Critical Context
The Hour of the Star was the last book that Clarice Lispector published during her lifetime. She wrote it at the same time as she was writing Um Sopra de Vida (1978; a breath of life), a confessional novel bordering on lyrical poetry. The Hour of the Star is unique among Lispector’s novels in that it deals with contemporary social and political problems in Brazil.
Lispector is best known for moving Brazilian fiction away from regional preoccupations. Like her Argentine contemporary Jorge Luis Borges, she was more concerned as a writer with such major twentieth century literary preoccupations as existentialism, the nouveau roman, and linguistic experimentation. Her prose is highly imagistic, and her protagonists develop more through their interaction with everyday objects than through the action of the plot. In rhythmically developed epiphanies reminiscent of James Joyce and Virginia Woolf, her characters gradually come to an awareness of the isolation and ephemerality of their individual existences. Lispector is one of the early voices of female consciousness in Latin American literature; her protagonists are generally middle-class urban women attempting to find a place in the contemporary world.

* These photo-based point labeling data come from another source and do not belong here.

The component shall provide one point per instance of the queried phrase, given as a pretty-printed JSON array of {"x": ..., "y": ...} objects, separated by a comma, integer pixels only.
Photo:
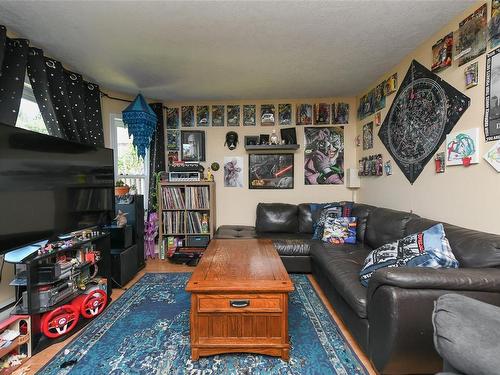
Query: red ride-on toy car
[{"x": 60, "y": 321}]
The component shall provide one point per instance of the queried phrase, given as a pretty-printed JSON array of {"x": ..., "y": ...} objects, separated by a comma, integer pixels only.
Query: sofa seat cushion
[
  {"x": 341, "y": 264},
  {"x": 235, "y": 231},
  {"x": 292, "y": 247}
]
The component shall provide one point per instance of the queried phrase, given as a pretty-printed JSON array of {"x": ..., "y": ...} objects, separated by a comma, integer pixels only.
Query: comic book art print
[
  {"x": 492, "y": 97},
  {"x": 249, "y": 115},
  {"x": 233, "y": 171},
  {"x": 202, "y": 115},
  {"x": 322, "y": 114},
  {"x": 494, "y": 27},
  {"x": 233, "y": 115},
  {"x": 492, "y": 156},
  {"x": 187, "y": 116},
  {"x": 368, "y": 136},
  {"x": 340, "y": 113},
  {"x": 472, "y": 32},
  {"x": 434, "y": 107},
  {"x": 379, "y": 97},
  {"x": 285, "y": 114},
  {"x": 270, "y": 171},
  {"x": 462, "y": 144},
  {"x": 217, "y": 115},
  {"x": 441, "y": 53},
  {"x": 172, "y": 118},
  {"x": 267, "y": 115},
  {"x": 304, "y": 114},
  {"x": 324, "y": 155}
]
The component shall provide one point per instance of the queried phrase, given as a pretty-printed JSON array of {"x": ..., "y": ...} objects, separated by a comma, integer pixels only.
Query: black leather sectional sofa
[{"x": 391, "y": 319}]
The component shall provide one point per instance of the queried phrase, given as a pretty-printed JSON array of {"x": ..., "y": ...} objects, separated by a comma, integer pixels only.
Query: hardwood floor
[{"x": 39, "y": 360}]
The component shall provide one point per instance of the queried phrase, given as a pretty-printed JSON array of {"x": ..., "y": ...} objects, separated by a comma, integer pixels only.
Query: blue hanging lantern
[{"x": 140, "y": 120}]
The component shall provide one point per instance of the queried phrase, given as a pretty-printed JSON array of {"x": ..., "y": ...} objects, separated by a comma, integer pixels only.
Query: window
[
  {"x": 128, "y": 166},
  {"x": 29, "y": 116}
]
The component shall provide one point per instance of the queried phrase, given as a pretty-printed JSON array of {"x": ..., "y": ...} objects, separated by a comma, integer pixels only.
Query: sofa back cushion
[
  {"x": 305, "y": 218},
  {"x": 385, "y": 225},
  {"x": 277, "y": 218},
  {"x": 472, "y": 248},
  {"x": 361, "y": 212}
]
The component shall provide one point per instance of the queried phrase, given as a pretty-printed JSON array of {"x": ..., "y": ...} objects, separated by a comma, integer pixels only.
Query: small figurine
[
  {"x": 274, "y": 140},
  {"x": 121, "y": 219}
]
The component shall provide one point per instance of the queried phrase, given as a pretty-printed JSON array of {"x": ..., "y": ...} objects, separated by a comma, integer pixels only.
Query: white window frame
[{"x": 113, "y": 118}]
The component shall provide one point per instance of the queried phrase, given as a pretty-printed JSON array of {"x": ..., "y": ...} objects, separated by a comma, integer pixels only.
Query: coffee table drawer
[{"x": 240, "y": 303}]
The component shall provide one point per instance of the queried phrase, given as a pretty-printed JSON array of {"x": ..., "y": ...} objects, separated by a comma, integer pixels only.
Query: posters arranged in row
[{"x": 270, "y": 114}]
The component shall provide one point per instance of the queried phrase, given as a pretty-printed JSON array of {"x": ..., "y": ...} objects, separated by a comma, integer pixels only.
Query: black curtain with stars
[
  {"x": 70, "y": 106},
  {"x": 15, "y": 55},
  {"x": 3, "y": 36},
  {"x": 156, "y": 154}
]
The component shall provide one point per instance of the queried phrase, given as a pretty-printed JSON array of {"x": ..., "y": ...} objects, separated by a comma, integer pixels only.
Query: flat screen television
[{"x": 50, "y": 186}]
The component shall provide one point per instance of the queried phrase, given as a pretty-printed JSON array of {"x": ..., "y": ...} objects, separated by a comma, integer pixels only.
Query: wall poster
[{"x": 324, "y": 155}]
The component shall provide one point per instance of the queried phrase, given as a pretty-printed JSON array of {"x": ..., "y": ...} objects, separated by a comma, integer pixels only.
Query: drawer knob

The Hour of the Star shares many of these themes and stylistic qualities with such earlier works as Lacos de Família (1960; Family Ties, 1972) and Maçã no Escuro (1961; The Apple in the Dark, 1967), but Lispector’s focus on the devastating effects of poverty in contemporary Brazil marked the first time that her very real social concerns (as revealed in her newspaper columns and elsewhere) were addressed in her fiction. Lispector’s early death, a day before her fifty-second birthday, silenced one of Latin America’s most experimental and original voices.